Vez ou outra no dia a dia nos deparamos com relações obrigacionais bastante longas, que beiram a perpetuidade, porém, não devemos perder de vista que direitos e obrigações são sempre pautados no acordo de vontades e/ou no que determina a lei.
Esperamos que a leitura desse artigo gere importante reflexão, não apenas no que diz respeito ao Direito de Família, como também às obrigações e aos contratos em geral. Vale lembrar que direitos e deveres, via de regra, têm um ciclo natural: nascimento, produção dos efeitos e fim.

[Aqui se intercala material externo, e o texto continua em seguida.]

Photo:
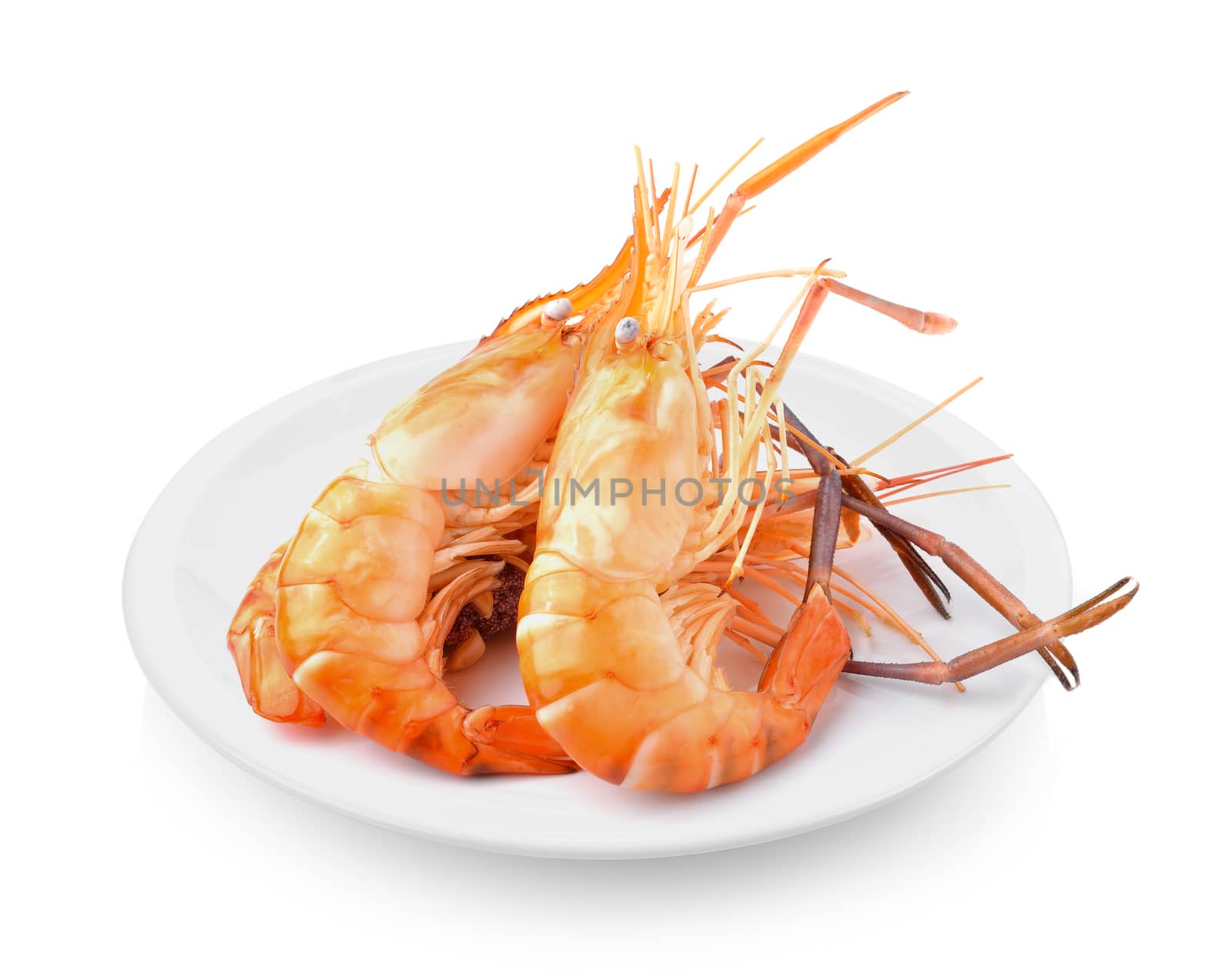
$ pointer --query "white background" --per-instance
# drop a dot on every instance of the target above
(207, 206)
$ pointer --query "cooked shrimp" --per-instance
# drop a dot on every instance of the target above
(351, 617)
(616, 651)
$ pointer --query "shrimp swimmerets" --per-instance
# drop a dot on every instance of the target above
(618, 660)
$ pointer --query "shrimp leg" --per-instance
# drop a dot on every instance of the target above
(1086, 615)
(992, 590)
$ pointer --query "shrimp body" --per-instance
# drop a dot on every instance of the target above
(250, 640)
(616, 643)
(619, 667)
(360, 620)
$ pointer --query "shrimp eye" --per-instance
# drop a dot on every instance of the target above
(558, 309)
(628, 330)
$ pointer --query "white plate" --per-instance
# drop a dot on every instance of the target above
(246, 491)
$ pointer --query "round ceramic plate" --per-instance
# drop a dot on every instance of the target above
(246, 491)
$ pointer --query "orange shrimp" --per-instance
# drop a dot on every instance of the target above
(618, 656)
(350, 617)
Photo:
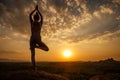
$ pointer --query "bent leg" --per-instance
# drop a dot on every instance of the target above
(43, 46)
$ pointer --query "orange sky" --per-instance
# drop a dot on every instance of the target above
(90, 30)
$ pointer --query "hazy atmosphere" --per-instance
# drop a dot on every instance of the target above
(87, 29)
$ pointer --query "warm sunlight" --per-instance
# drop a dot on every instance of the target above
(67, 53)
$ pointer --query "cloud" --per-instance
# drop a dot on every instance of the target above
(64, 20)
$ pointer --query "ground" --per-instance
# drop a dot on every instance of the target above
(101, 70)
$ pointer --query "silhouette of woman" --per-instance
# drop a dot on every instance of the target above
(35, 40)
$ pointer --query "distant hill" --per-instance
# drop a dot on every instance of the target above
(109, 60)
(33, 75)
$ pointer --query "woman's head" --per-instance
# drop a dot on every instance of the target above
(36, 16)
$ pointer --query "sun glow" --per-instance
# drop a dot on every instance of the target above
(67, 53)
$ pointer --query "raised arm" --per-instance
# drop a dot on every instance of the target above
(30, 16)
(40, 15)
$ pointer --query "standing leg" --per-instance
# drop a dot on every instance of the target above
(33, 58)
(43, 46)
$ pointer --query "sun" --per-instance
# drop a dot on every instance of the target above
(67, 53)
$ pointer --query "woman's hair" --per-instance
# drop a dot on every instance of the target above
(36, 16)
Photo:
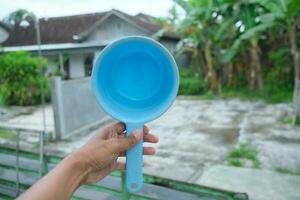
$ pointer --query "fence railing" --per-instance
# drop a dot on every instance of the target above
(11, 184)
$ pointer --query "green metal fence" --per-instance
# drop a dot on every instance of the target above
(51, 160)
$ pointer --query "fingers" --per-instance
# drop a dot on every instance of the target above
(150, 138)
(119, 166)
(146, 151)
(112, 130)
(119, 127)
(149, 151)
(121, 144)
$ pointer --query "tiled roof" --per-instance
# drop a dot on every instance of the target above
(56, 30)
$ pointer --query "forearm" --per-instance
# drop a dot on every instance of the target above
(60, 183)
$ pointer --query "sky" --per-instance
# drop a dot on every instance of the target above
(50, 8)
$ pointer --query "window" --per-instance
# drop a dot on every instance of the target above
(88, 65)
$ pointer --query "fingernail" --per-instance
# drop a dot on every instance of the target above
(137, 134)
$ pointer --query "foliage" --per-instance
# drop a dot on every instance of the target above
(20, 78)
(17, 16)
(243, 152)
(242, 48)
(5, 134)
(190, 83)
(287, 171)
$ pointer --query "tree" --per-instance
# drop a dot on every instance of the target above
(20, 78)
(286, 13)
(17, 16)
(199, 28)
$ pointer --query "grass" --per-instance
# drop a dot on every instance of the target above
(246, 94)
(287, 171)
(9, 135)
(290, 121)
(266, 95)
(243, 152)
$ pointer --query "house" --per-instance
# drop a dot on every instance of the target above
(70, 43)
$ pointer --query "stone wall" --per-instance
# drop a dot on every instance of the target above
(75, 107)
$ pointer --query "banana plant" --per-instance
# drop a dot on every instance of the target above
(287, 13)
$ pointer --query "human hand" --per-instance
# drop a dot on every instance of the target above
(99, 155)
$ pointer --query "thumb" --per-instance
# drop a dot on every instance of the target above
(125, 143)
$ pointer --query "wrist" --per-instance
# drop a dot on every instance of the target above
(78, 167)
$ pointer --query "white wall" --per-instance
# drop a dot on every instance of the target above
(76, 65)
(114, 28)
(52, 64)
(3, 34)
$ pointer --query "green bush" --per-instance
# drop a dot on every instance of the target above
(191, 83)
(20, 79)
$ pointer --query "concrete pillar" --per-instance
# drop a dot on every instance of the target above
(76, 65)
(61, 64)
(57, 105)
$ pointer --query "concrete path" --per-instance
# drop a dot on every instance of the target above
(197, 135)
(27, 117)
(259, 184)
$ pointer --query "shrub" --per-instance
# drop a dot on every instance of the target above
(20, 79)
(191, 83)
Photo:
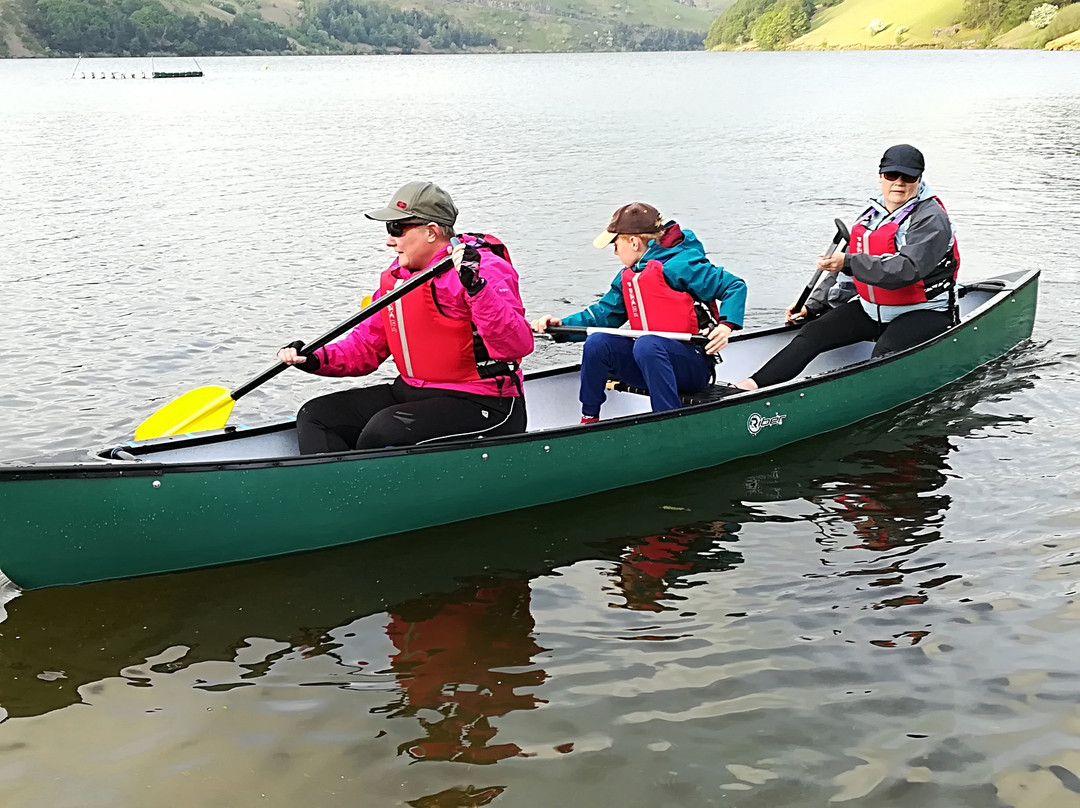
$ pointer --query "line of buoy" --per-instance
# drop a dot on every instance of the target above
(94, 75)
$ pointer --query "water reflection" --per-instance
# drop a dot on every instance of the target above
(450, 659)
(652, 566)
(892, 511)
(883, 498)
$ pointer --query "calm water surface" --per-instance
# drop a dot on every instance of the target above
(887, 616)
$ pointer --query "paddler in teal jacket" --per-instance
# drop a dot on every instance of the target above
(666, 284)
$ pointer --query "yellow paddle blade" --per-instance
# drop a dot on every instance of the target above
(205, 407)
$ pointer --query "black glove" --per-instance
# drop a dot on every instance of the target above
(469, 271)
(310, 363)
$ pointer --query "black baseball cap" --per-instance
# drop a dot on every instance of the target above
(903, 158)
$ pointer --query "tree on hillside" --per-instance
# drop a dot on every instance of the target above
(783, 23)
(998, 15)
(732, 27)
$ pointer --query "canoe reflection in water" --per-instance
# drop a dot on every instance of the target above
(649, 567)
(450, 655)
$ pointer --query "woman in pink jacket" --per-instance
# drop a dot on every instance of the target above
(457, 342)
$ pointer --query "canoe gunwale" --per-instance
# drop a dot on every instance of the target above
(104, 467)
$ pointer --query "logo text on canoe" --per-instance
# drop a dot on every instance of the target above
(757, 421)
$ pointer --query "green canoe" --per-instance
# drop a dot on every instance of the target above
(228, 496)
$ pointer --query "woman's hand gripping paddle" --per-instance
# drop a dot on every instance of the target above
(208, 407)
(841, 236)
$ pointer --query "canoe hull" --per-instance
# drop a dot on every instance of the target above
(88, 526)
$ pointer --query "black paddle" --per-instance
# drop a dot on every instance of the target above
(567, 331)
(208, 407)
(842, 234)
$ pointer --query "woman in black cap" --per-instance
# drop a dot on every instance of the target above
(903, 260)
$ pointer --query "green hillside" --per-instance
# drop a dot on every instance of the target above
(198, 27)
(892, 24)
(905, 23)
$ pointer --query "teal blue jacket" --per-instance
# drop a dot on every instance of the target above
(686, 269)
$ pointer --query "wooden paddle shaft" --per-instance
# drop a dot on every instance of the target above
(559, 331)
(841, 236)
(373, 308)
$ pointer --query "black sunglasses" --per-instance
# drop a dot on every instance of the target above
(397, 229)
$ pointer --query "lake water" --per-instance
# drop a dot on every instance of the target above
(886, 616)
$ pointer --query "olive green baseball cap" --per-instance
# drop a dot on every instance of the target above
(418, 201)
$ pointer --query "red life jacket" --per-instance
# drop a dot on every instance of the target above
(432, 347)
(882, 241)
(652, 305)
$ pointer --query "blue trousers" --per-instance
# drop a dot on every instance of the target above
(665, 366)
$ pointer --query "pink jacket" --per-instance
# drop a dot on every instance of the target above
(497, 311)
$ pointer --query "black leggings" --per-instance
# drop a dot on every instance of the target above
(848, 324)
(402, 415)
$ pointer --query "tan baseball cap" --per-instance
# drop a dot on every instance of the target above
(418, 201)
(636, 217)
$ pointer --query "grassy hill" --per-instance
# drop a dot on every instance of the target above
(894, 24)
(513, 25)
(903, 23)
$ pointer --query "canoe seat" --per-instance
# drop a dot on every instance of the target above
(713, 392)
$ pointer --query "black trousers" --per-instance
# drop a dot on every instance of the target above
(402, 415)
(848, 324)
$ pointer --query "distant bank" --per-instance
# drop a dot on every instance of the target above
(832, 25)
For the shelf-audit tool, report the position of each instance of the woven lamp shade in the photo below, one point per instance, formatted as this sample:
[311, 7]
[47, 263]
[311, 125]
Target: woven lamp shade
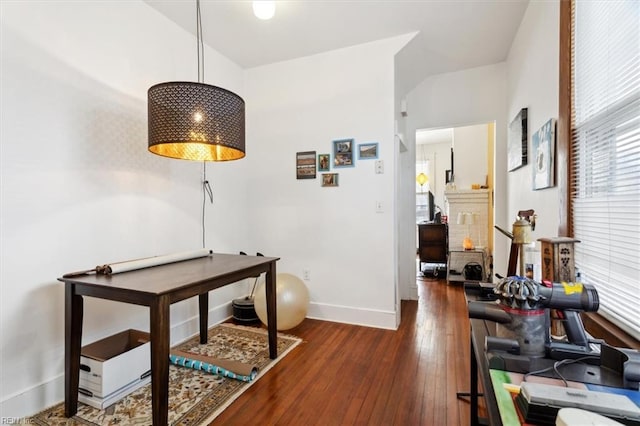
[195, 121]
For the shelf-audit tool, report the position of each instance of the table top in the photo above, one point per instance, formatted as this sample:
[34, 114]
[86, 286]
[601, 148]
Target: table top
[172, 277]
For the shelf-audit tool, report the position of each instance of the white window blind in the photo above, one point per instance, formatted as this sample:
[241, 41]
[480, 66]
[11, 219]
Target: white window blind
[605, 154]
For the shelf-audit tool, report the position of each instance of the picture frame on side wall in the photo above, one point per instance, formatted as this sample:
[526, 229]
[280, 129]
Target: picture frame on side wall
[324, 162]
[517, 141]
[329, 179]
[343, 153]
[306, 165]
[543, 145]
[368, 151]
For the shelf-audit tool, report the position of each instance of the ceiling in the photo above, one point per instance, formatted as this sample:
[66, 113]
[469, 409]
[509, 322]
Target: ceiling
[449, 34]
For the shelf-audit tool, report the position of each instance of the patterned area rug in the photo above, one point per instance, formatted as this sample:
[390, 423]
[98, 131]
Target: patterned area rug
[195, 397]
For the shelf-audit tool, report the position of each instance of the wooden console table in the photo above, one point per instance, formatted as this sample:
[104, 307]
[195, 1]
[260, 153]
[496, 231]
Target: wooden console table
[158, 287]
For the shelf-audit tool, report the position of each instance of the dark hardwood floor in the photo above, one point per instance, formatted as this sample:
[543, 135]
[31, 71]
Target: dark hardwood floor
[350, 375]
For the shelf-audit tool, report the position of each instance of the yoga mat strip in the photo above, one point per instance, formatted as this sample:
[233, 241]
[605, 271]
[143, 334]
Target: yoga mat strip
[209, 367]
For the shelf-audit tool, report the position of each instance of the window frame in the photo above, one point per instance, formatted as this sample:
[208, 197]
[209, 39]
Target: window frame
[595, 323]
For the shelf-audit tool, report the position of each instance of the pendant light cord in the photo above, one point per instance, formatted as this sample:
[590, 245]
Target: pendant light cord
[200, 43]
[206, 188]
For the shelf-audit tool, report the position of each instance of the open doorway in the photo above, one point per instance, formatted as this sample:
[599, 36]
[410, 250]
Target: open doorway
[454, 183]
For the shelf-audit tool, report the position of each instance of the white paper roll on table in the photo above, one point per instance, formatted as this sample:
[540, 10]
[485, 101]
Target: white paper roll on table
[131, 265]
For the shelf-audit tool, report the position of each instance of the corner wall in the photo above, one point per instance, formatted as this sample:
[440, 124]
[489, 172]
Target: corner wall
[462, 98]
[336, 233]
[533, 76]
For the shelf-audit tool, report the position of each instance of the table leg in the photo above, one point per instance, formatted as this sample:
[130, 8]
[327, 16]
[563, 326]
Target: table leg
[270, 289]
[159, 319]
[203, 303]
[473, 371]
[73, 312]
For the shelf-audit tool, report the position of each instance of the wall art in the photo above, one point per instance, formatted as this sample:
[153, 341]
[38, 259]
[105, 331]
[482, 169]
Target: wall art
[368, 151]
[343, 153]
[306, 165]
[517, 141]
[330, 179]
[543, 151]
[324, 162]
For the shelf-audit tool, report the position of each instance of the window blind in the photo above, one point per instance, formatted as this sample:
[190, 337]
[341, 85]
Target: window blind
[605, 154]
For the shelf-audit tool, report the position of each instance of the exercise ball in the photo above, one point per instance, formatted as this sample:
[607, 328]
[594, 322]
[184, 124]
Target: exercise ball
[292, 301]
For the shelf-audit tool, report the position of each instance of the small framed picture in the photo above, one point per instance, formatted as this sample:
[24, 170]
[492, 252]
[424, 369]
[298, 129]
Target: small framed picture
[324, 162]
[368, 151]
[543, 147]
[343, 153]
[330, 179]
[517, 141]
[306, 165]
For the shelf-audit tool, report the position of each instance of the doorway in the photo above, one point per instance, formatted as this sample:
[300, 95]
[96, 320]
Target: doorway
[456, 159]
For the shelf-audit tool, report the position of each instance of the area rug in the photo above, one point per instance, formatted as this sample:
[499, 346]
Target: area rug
[195, 397]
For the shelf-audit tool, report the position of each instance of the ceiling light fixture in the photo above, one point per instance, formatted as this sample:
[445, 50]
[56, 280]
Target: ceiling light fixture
[264, 9]
[196, 121]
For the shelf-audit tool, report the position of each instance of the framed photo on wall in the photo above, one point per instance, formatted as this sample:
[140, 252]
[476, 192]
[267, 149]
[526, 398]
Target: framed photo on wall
[543, 147]
[324, 162]
[330, 179]
[306, 165]
[343, 153]
[517, 141]
[368, 151]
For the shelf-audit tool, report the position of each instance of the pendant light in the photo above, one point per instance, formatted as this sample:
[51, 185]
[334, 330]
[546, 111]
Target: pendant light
[196, 121]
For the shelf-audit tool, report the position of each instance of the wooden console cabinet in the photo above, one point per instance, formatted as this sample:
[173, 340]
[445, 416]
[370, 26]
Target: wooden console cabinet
[433, 243]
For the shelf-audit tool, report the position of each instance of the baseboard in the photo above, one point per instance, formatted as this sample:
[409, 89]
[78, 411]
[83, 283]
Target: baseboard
[50, 392]
[350, 315]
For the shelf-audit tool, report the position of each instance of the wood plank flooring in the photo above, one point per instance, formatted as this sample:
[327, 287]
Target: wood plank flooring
[350, 375]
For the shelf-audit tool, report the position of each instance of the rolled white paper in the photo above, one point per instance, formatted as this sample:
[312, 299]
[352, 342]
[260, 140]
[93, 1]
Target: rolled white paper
[131, 265]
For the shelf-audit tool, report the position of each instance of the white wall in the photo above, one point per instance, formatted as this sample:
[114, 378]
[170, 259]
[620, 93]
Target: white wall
[335, 233]
[461, 98]
[533, 70]
[78, 185]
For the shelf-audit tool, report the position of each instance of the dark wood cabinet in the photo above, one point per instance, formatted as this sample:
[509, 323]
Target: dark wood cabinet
[433, 243]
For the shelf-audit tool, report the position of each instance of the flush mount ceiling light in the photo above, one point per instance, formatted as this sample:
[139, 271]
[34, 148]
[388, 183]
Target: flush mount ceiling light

Essa sequência de acontecimentos merece ser respeitada, sendo a maior parte das obrigações legais e contratuais passageiras.
Tanto nas obrigações nascidas das relações familiares, quanto naquelas advindas dos negócios em geral, a assinatura de documentos estabelecendo regras e prazos demanda prévia e atenta análise das condições fixadas pelas próprias partes para que a comunhão de vontades assumidas não crie expectativas inexistentes para o Direito, tal como aquelas que pretendem vincular as partes para sempre.
Finalizando, ainda que determinada questão envolvendo direitos e deveres lhe pareça simples, entenda que consultar um advogado não é propriamente um gasto. Trata-se de um investimento capaz de lhe poupar dissabores e gastos futuros.